Being able to transpose keyboard music at sight is a useful, if impossible, skill for any budding organist or repetiteur. One finds that, many a time, a choir or congregation is not able to sing a piece of music, usually a hymn, at the desired pitch; therefore downward transpositions of a semitone, tone or minor third or common. An (church) organist may also be instructed to transpose a hymn in order that the key may be closer to the key of the voluntary at the end of the service.

After intensive (i.e. tenuous) study of transposition at the keyboard, I have identified four main ways of accomplishing this task. They vary in difficulty, and, to some extent, in "correctness".

  1. The simplest method to achieve a transposition of up or down one semitone is to just imagine sharps, flats, or naturals (as necessary) in front of all the notes. So for example, were a hymn in D major to be transposed down one semitone, the organist can just pretend that the key signature has 5 flats (D flat major), and also remember to play C's and F's natural when he comes across them (as they are sharps in the original key of D major). Drawbacks of this method are that it only works for small up-or-down-one-semitone transpositions. Benefits are that it is perhaps the easiest method described here.
  2. The next method is in some ways a generalisation of the previous way; instead of imagining sharps and flats, the player imagines that the notes on the page have been physically moved up or down by the required interval. Drawbacks are that it gets too complicated beyond a transposition of 1 tone in either direction; and sharps, flats and naturals in the original key signature can too easily foul things up. Note that this is probably the default method of transposition for almost all new organists, and perhaps inexperienced organists in general.
  3. The third method is also perhaps the most idiosyncratic. It is as follows: observe that, once you have memorised a melody, it is possible to sing it back to yourself in any key; regardless of the note you choose to start from, your brain finds it perfectly easy to reconstruct the melody in real time (this also applies to people with absolute pitch – it is the memorising that counts). Therefore, if you are transposing a hymn that is fairly familiar to you, it is possible, if a little contrived, to play through the hymn in your head in the new key, perhaps glancing at the music here and there for a memory aid for some of the chords, and play the notes on the keyboard based on what notes you have in your head. A drawback of this method is that you are unlikely to have memorised perfectly all the chords of the hymn in addition to the complete melody, so this method perhaps only works for hymns that you know particularly well.
  4. The final method is generally held to be the most "correct": as you play the hymn, you note the interval between each successive pair of notes, and move your fingers on the keyboard by that interval to the next note; the idea is that you ignore the absolute pitch value of the note, and so having started the hymn in the transposed key, everything thereafter is played at relative pitch. This method requires a lot of concentration and/or experience, but, once learned, is (at least in theory) just as easy for transpositions of a semitone as it is for, say, a diminished fifth.
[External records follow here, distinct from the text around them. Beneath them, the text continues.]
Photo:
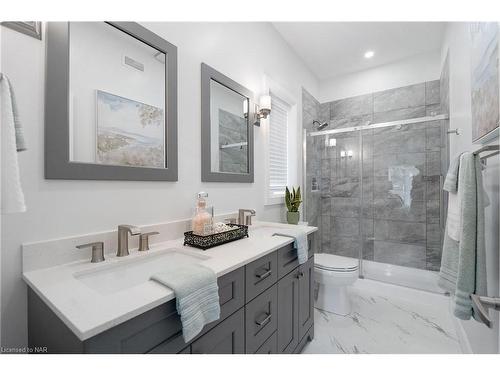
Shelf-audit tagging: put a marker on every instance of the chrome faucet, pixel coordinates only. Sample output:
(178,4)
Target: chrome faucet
(243,219)
(123,231)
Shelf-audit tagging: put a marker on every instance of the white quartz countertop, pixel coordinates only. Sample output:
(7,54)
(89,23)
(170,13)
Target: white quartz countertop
(88,312)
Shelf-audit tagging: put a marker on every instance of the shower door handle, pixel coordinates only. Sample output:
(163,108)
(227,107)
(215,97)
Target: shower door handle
(441,208)
(481,304)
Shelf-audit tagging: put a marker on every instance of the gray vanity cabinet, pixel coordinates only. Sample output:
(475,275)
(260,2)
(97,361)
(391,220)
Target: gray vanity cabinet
(295,307)
(306,297)
(288,312)
(266,307)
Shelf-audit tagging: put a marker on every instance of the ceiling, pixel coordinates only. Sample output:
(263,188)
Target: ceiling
(334,48)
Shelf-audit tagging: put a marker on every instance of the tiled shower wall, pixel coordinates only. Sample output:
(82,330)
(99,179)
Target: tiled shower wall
(377,220)
(232,129)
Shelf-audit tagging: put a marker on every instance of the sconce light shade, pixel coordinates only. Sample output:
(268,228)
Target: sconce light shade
(245,108)
(263,109)
(265,102)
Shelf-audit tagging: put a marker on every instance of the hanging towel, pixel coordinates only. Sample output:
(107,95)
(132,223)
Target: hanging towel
(12,141)
(197,295)
(463,266)
(300,242)
(451,182)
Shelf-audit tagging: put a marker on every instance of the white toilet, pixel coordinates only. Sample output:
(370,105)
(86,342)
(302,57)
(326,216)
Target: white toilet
(334,273)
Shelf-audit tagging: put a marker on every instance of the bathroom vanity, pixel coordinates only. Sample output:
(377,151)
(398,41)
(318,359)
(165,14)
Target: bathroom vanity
(266,301)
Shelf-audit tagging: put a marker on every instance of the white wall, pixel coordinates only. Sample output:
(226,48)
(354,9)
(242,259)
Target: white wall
(246,52)
(416,69)
(1,30)
(457,42)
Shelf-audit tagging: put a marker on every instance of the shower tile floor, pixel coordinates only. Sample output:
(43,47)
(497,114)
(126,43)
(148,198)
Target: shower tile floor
(386,319)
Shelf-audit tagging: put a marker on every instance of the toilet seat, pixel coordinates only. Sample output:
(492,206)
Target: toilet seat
(335,263)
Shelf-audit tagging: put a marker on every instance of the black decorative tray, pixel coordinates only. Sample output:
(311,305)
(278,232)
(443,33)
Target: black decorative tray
(216,239)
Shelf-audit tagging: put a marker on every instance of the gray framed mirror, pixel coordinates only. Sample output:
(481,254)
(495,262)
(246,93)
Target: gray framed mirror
(226,129)
(111,103)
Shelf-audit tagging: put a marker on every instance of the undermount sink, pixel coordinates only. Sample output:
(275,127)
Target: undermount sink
(127,273)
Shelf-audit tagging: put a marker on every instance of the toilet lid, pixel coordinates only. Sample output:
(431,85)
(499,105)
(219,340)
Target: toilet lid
(335,262)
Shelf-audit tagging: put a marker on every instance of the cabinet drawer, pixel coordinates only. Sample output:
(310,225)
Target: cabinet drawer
(288,259)
(260,275)
(261,318)
(186,350)
(227,338)
(270,346)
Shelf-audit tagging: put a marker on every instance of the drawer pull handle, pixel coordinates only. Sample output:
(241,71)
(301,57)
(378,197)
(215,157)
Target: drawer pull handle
(265,274)
(264,321)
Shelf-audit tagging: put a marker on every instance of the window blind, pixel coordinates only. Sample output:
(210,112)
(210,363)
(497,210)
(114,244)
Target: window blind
(278,146)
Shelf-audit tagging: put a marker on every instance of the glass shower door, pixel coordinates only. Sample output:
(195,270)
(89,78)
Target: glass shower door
(341,194)
(402,167)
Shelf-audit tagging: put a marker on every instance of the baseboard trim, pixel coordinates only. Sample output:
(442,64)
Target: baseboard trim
(463,340)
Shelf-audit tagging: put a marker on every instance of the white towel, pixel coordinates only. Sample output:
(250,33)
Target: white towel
(196,293)
(453,222)
(12,192)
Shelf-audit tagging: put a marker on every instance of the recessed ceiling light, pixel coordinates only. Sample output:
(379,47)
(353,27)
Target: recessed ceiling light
(369,54)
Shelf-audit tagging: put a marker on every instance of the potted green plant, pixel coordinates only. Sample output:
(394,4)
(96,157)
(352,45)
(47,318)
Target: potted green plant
(293,201)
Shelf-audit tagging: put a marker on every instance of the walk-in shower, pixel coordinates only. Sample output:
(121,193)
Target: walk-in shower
(374,179)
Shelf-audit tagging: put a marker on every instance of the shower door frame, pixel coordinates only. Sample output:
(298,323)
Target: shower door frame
(360,129)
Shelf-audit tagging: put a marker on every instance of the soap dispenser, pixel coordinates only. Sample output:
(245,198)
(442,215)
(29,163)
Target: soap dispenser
(203,219)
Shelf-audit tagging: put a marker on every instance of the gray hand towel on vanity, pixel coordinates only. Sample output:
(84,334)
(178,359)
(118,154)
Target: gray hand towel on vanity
(197,295)
(463,266)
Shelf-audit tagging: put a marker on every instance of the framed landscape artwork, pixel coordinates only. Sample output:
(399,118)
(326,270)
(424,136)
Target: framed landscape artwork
(129,132)
(484,81)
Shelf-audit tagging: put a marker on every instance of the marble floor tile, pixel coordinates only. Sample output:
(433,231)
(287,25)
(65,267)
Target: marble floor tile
(386,319)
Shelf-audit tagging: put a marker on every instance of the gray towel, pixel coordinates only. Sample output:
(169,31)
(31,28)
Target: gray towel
(197,295)
(20,144)
(300,242)
(463,265)
(451,182)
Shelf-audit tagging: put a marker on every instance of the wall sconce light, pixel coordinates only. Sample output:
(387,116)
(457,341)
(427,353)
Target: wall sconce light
(263,109)
(245,108)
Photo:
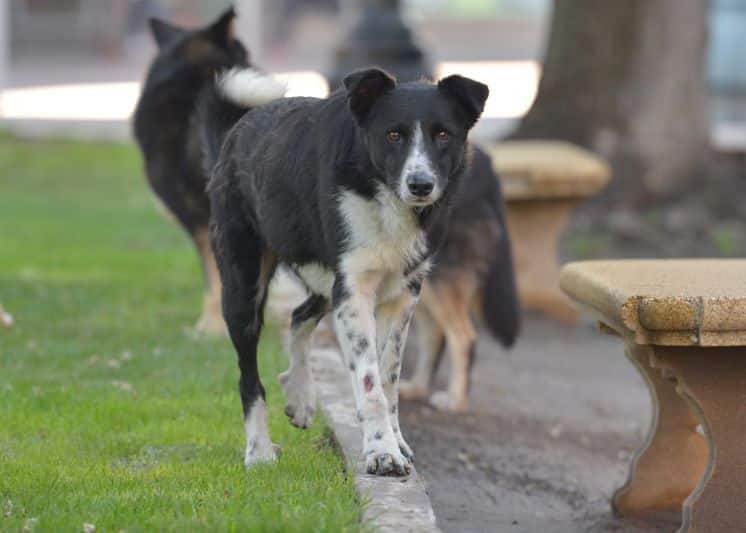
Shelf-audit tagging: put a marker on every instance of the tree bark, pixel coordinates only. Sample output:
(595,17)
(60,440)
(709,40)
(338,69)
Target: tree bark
(627,79)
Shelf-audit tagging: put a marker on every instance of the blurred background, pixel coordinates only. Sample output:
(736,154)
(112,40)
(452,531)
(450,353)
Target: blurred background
(657,88)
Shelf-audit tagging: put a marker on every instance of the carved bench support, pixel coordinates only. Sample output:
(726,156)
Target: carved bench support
(535,228)
(673,458)
(713,381)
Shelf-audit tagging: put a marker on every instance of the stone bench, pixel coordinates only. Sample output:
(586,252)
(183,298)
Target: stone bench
(543,181)
(684,325)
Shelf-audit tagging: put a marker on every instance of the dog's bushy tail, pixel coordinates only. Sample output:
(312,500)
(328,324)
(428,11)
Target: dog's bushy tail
(501,308)
(234,92)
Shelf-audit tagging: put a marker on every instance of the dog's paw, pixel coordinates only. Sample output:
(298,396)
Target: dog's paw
(301,397)
(260,453)
(405,449)
(409,390)
(443,401)
(383,463)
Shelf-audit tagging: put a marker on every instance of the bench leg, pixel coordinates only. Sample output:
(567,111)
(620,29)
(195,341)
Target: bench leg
(672,460)
(535,227)
(713,380)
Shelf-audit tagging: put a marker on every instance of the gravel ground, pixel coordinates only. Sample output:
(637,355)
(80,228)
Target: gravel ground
(553,426)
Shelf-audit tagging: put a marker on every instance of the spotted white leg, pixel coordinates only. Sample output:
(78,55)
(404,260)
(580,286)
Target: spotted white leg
(259,447)
(355,325)
(394,318)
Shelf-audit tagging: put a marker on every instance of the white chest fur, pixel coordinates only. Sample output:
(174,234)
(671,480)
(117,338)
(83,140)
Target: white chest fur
(383,240)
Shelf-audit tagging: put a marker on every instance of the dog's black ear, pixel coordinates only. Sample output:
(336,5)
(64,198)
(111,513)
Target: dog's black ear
(163,32)
(221,31)
(470,95)
(364,87)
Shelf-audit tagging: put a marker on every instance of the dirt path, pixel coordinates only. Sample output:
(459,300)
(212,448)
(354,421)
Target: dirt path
(553,427)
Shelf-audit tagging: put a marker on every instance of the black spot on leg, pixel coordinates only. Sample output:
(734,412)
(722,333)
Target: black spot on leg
(339,291)
(362,345)
(313,308)
(368,382)
(414,287)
It is expected that as you learn how to transpose, you tend to gravitate towards the more "correct" method (the fourth one in the list) – though it is important to note that due to the extreme difficulty in calculating the interval in every part in real-time and transferring that to the intervals on the keyboard, various other techniques must be employed: recognising the general shape of a chord and identifying it e.g. as "dominant, first inversion"; taking advantage of "free gifts" – notes that do not change in a particular part between two chords (sometimes not even two adjacent chords: experienced practitioners will be looking several chords ahead to find notes that do not change that they can use as "free gifts").

A final note: remember to choose a steady tempo and stick to it; don't dive in straight away with a transposition of a compound augmented fourth – have a go at small shifts on the order of one or two semitones (and start with method 1 above) – it's all good practice in the end.